"Well, my young hot-blood," replied Maitre Pierre, "if you hold the Sanglier too unscrupulous, wherefore not follow the young Duke of Gueldres?"[4]

"Follow the foul fiend as soon," said Quentin. "Hark in your ear – he is a burden too heavy for earth to carry – hell gapes for him! Men say that he keeps his own father imprisoned, and that he has even struck him – Can you believe it?"

Maitre Pierre seemed somewhat disconcerted with the naïve horror with which the young Scotsman spoke of filial ingratitude, and he answered, "You know not, young man, how short a while the relations of blood subsist amongst those of elevated rank;" then changed the tone of feeling in which he had begun to speak, and added, gaily, "besides, if the Duke has beaten his father, I warrant you his father hath beaten him of old, so it is but a clearing of scores."

"I marvel to hear you speak thus," said the Scot, colouring with indignation; "grey hairs such as yours ought to have fitter subjects for jesting.

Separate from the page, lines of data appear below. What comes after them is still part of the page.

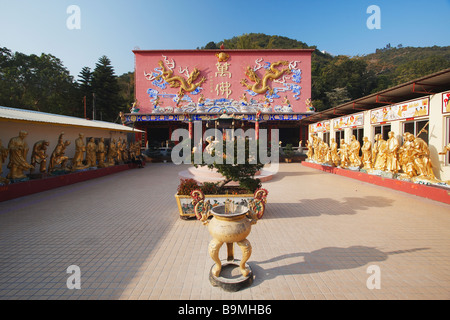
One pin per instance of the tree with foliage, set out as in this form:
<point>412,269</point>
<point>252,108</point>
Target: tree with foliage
<point>85,88</point>
<point>105,88</point>
<point>39,83</point>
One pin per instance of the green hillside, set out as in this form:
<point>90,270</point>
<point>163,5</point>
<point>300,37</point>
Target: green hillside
<point>337,79</point>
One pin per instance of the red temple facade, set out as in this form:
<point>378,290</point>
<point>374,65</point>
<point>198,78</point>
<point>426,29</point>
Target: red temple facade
<point>173,87</point>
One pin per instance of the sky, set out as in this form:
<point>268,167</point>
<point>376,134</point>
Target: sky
<point>115,28</point>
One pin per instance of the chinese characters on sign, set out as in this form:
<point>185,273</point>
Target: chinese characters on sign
<point>223,88</point>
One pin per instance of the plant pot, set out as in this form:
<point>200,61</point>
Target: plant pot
<point>186,206</point>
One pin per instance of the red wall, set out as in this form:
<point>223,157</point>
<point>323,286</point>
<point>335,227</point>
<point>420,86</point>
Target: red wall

If the old Duke did beat his son in childhood, he beat him not enough; for better he had died under the rod, than have lived to make the Christian world ashamed that such a monster had ever been baptized."

"At this rate," said Maitre Pierre, "as you weigh the characters of each prince and leader, I think you had better become a captain yourself; for where will one so wise find a chieftain fit to command him?"

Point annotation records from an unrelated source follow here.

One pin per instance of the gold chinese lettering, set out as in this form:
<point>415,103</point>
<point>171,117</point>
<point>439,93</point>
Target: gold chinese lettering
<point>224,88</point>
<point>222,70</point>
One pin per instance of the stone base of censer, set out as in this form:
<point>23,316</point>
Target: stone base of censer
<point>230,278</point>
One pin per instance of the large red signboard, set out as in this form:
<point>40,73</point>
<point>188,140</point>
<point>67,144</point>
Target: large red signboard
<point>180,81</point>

"You laugh at me, Maitre Pierre," said the youth, good-humouredly, "and perhaps you are right; but you have not named a man who is a gallant leader, and keeps a brave party up here, under whom a man might seek service well enough."

"I cannot guess whom you mean."

"Why, he that hangs like Mahomet's coffin (a curse be upon Mahomet!) between the two loadstones – he that no man can call either French or Burgundian, but who knows to hold the balance between them both, and makes both of them fear and serve him, for as great princes as they be."

"I cannot guess whom you mean," said Maitre Pierre, thoughtfully.

"Why, whom should I mean but the noble Louis de Luxembourg, Count of Saint Paul, the High Constable of France? Yonder he makes his place good, with his gallant little army, holding his head as high as either King Louis or Duke Charles, and balancing between them, like the boy who stands on the midst of a plank, while two others are swinging on the opposite ends."[5]